When the bearing length is short, the bearing rigidity can be adjusted by appropriately selecting the clearance between the rotating shaft 1 and the inner surface of the bearing and the viscosity of the lubricating oil, and the flexible disk device can be made thinner. It has the effect of being able to.

[0027]

As is apparent from the above embodiment, the present invention supports a medium rotating shaft for rotating a disk-shaped magnetic recording medium by a dynamic pressure type fluid radial bearing, and makes the end portion of the rotating shaft spherical. Thrust bearing by abutting against the thrust member and lubricating the radial bearing part and the thrust receiving part with the same lubricating oil to improve thrust accuracy of the medium rotating shaft, and with a simple and short bearing. It was made feasible.

Further, by providing the vent member in the thrust member, it is possible to stabilize the pressure in the bearing portion and obtain smooth rotation, and to relieve the pressure when assembling the shaft to facilitate the assembly. .

Further, since a cermet is used as the thrust member and the end spherical surface of the medium rotating shaft is thrust-supported, the thrust bearing can be received with low friction and the durability can be enhanced, and the thrust member can be made into a sleeve. Since it can be fixed to the bottom portion by squeezing, there is an effect that the bearing portion can be thinned.

[Brief description of drawings]

FIG. 1 is a cross-sectional view of a motor unit including a medium rotation shaft and a bearing unit of a flexible disk device according to an embodiment of the present invention.

FIG. 2 is a cross-sectional view showing the medium rotation shaft, a bearing portion, and a herringbone type helical groove of the bearing portion.

FIG. 3 is a cross-sectional view of another embodiment of the relief processing portion at the bottom of the bearing portion.

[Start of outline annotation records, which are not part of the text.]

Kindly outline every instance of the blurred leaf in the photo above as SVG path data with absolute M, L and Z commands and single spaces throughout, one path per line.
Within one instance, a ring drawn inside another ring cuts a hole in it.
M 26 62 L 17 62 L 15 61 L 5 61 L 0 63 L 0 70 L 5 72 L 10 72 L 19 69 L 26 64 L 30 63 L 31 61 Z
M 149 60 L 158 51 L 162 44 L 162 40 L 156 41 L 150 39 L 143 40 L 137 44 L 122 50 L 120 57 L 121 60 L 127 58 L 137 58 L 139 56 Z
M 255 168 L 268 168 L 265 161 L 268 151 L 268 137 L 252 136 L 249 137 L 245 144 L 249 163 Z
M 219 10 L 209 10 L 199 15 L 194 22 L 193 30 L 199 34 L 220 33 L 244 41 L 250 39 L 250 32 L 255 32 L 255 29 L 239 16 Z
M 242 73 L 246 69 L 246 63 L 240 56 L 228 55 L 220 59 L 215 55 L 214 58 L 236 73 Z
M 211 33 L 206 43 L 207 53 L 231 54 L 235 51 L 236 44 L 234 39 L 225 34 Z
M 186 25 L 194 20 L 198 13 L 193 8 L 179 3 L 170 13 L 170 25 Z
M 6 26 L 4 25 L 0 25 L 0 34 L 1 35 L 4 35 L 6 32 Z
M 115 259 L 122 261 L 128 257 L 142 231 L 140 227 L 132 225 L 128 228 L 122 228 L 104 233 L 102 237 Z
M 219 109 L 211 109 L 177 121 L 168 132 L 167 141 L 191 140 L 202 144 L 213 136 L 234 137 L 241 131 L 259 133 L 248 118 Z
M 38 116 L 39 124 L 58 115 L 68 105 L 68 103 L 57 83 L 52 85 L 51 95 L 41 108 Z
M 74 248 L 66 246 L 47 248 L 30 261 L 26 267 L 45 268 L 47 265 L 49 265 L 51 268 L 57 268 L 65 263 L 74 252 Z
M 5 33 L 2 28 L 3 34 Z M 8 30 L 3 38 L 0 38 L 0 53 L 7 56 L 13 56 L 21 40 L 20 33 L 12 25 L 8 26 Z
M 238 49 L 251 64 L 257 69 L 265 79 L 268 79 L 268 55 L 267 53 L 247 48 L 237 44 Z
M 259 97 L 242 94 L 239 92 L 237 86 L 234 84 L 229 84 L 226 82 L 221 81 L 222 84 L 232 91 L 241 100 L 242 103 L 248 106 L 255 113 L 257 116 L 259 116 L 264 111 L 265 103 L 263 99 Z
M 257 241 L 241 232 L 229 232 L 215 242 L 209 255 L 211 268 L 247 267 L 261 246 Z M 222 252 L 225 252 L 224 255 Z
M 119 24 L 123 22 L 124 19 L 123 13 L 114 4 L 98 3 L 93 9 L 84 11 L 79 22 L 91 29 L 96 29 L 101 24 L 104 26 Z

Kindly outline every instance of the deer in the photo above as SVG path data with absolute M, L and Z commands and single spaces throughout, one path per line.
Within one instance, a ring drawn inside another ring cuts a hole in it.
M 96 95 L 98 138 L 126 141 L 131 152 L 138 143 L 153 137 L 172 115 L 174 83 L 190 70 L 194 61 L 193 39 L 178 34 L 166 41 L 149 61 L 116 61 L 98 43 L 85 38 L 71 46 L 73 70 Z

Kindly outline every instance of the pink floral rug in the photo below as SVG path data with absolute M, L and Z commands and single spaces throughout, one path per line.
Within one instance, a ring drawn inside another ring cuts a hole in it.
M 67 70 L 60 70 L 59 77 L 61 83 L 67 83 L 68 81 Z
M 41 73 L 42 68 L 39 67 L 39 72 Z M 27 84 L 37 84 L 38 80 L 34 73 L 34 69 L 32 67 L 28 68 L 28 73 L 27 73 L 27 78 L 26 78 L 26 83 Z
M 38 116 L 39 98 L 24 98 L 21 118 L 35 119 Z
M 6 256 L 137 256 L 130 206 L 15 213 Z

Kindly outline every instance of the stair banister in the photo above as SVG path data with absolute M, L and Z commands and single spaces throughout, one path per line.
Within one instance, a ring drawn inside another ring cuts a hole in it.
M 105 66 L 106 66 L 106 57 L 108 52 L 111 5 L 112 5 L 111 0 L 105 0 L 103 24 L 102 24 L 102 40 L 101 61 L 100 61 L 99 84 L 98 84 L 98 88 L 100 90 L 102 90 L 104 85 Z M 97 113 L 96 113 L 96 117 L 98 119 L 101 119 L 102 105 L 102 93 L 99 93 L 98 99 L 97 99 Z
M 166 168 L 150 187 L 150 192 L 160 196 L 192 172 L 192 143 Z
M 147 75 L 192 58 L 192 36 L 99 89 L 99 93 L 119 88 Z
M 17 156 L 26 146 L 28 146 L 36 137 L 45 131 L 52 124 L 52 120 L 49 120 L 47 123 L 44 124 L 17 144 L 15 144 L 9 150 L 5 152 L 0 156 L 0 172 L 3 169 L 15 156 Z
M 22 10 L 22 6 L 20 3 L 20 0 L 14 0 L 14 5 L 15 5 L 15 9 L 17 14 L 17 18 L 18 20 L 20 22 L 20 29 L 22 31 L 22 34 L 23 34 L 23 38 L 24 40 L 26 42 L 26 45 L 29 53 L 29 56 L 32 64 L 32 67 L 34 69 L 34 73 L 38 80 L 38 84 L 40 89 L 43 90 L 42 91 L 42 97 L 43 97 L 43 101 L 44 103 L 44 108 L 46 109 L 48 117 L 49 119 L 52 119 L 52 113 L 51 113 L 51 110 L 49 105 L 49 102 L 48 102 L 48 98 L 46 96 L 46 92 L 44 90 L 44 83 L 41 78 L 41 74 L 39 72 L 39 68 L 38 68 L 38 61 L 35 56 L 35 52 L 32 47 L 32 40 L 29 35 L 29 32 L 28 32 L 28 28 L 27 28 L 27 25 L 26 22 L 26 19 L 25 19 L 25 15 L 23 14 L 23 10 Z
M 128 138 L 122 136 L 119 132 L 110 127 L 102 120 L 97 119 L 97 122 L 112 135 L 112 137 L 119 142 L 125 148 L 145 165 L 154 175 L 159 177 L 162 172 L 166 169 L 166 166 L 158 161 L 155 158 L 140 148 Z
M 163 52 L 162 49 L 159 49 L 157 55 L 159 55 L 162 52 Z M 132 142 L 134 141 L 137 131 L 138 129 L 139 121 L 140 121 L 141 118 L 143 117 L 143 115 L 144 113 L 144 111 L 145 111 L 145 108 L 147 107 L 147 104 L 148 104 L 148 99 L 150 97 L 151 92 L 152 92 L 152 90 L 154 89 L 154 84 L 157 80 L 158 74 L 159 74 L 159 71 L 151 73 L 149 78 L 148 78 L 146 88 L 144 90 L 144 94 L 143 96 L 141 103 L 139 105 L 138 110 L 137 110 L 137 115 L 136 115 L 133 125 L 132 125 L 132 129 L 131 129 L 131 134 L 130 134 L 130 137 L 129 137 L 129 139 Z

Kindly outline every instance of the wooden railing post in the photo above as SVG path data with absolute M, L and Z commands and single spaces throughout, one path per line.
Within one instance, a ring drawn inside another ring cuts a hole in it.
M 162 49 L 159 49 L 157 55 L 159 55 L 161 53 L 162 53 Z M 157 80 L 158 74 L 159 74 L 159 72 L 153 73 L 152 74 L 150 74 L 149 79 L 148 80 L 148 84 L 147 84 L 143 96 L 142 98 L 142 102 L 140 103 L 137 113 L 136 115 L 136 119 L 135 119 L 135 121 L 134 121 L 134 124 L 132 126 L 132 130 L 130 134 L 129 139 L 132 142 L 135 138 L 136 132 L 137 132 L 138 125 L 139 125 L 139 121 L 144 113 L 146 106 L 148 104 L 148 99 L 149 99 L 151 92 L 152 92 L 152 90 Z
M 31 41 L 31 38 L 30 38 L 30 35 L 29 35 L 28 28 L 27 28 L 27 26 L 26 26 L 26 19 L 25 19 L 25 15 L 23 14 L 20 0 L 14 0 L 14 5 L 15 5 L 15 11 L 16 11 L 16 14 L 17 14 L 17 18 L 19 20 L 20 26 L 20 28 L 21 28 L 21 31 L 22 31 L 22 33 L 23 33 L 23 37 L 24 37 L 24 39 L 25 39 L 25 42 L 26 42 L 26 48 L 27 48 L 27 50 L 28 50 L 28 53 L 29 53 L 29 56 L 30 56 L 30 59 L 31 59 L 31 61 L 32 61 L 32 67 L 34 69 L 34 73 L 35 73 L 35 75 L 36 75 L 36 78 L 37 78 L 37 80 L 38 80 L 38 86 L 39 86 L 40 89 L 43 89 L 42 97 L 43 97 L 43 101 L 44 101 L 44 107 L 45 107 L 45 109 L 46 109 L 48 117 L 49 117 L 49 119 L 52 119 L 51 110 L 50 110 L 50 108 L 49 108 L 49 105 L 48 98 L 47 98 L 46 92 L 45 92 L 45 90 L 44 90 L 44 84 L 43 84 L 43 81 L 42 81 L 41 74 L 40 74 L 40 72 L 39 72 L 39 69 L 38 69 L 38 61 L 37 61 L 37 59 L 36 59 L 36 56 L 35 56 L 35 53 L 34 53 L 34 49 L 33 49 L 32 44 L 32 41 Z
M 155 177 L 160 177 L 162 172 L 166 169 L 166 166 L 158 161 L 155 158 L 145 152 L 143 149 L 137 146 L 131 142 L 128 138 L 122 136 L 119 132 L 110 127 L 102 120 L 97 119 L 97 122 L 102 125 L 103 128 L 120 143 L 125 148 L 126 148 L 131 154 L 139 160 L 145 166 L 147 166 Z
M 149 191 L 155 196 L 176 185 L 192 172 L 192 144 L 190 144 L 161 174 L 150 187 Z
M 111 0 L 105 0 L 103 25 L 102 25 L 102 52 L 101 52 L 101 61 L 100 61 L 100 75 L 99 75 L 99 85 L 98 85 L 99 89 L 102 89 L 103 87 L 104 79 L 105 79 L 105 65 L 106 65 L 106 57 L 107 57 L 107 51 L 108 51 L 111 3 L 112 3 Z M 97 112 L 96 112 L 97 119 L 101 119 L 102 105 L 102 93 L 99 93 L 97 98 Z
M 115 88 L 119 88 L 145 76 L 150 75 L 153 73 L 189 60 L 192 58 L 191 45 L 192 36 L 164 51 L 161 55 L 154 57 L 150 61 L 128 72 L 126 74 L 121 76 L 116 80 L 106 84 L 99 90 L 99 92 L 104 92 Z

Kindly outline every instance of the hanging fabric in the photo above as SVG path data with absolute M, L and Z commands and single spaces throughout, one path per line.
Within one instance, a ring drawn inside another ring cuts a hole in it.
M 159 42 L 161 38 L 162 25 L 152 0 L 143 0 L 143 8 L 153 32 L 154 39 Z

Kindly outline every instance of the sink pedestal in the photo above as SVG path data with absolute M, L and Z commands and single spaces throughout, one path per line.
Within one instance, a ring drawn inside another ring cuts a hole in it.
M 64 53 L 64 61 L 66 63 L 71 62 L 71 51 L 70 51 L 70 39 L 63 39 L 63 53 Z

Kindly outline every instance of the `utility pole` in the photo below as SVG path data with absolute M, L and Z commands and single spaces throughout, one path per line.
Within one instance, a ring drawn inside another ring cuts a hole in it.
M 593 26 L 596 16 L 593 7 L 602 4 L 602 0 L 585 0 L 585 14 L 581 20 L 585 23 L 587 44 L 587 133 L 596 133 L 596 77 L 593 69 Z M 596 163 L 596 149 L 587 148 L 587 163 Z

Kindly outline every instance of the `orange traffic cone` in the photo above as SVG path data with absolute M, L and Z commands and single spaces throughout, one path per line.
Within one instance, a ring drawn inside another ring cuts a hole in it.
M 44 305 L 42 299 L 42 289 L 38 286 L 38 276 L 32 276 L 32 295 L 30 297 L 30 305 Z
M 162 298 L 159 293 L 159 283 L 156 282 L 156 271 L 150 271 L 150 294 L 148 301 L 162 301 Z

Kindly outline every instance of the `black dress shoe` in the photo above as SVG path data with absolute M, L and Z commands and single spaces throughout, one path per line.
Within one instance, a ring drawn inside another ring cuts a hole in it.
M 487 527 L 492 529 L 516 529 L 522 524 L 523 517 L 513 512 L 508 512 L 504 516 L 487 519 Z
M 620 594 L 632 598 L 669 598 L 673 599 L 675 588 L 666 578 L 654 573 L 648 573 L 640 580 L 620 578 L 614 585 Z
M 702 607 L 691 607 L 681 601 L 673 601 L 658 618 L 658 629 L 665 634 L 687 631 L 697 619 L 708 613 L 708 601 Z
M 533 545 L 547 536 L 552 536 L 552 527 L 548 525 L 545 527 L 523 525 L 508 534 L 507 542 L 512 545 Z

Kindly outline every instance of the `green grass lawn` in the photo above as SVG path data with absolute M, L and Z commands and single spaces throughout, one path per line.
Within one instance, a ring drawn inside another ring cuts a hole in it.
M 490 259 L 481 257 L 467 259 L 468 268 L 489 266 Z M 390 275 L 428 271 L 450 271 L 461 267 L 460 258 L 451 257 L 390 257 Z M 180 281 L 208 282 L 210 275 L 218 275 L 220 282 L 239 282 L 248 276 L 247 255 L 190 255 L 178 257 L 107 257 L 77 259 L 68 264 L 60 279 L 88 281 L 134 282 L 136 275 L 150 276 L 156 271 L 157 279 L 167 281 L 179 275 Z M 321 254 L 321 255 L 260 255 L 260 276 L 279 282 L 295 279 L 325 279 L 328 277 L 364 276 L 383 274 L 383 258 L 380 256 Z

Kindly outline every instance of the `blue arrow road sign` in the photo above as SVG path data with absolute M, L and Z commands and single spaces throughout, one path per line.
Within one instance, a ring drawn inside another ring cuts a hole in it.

FIG. 4 is a plan view and a sectional view of a thrust member.

[Explanation of symbols]

1 ... Rotating shaft, 2 ... Sleeve, 3 ... Thrust member,
4 ... Herringbone type helical groove, 11 ... Shaft end spherical surface, 12 ... Edge portion, 28 ... Relief processing portion, 32 ... Vent hole.

Claims (4)

[Claims] 1. A rotary shaft for rotating a disk-shaped magnetic recording medium for recording / reproducing is supported in a radial direction by a dynamic pressure type radial fluid bearing in which a lubricant is held in a helical groove provided on an inner surface of a sleeve, In a flexible disk device in which a shaft end portion is thrust-supported by a thrust member, the thrust member is made of cermet, and the thrust member is provided with a vent hole for ventilating the inside and the outside of the sleeve. Flexible disk device. 2. The end of the rotary shaft that comes into contact with the thrust member is spherical, and the radius of the spherical surface is 0.75 to the axial diameter of the rotary shaft.
The flexible disk device according to claim 1, wherein the flexible disk device is doubled in number. 3. A relief processing portion is provided on the inner surface of the sleeve so that the edge portion of the boundary between the outer peripheral surface of the rotation shaft and the spherical surface of the end portion of the rotation shaft does not contact the inner surface of the sleeve. Item 2. The flexible disk device according to item 2. 4. The flexible disk device according to claim 2, wherein the same thrust oil as that used for the radial bearing portion is used for the thrust receiving portion.